Shehryar Fazli in the Los Angeles Review of Books:
A Youtube search of Salman Rushdie seemingly returns fresh hits by the week, of some new lecture, interview, or panel discussion. It’s worth taking a moment to appreciate that this indispensable writer, who spent an earlier decade under a state-sanctioned death threat, is able to share his literary and cultural preoccupations as openly and frequently as he does. But ubiquity in public life can be risky for a novelist. In Rushdie’s latest, The Golden House, we encounter so many of those preoccupations that it often reads like the eponymous Goldens are less a family than an extension of a conversation we’ve been having with the author for years.

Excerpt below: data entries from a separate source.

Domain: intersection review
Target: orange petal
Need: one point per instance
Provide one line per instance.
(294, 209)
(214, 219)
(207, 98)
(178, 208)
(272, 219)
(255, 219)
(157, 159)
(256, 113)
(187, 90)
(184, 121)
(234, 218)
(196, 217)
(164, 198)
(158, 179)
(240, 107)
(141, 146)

Nero Golden and his three sons flee to the United States after losing Nero’s wife to the November 2008 Bombay (or Mumbai) terrorist attacks by the Pakistan-based Lashkar-e-Tayyaba, which claimed hundreds of lives. They arrive in Manhattan on the day of Barack Obama’s inauguration. We learn early that Nero had more dubious reasons for leaving India, where he clearly kept shady company. Classic noir, where the forces threatening the protagonist’s existence at home ultimately reappear and continue to do so in his new life. In this case, the protagonist hides not in an obscure town but in the world’s capital.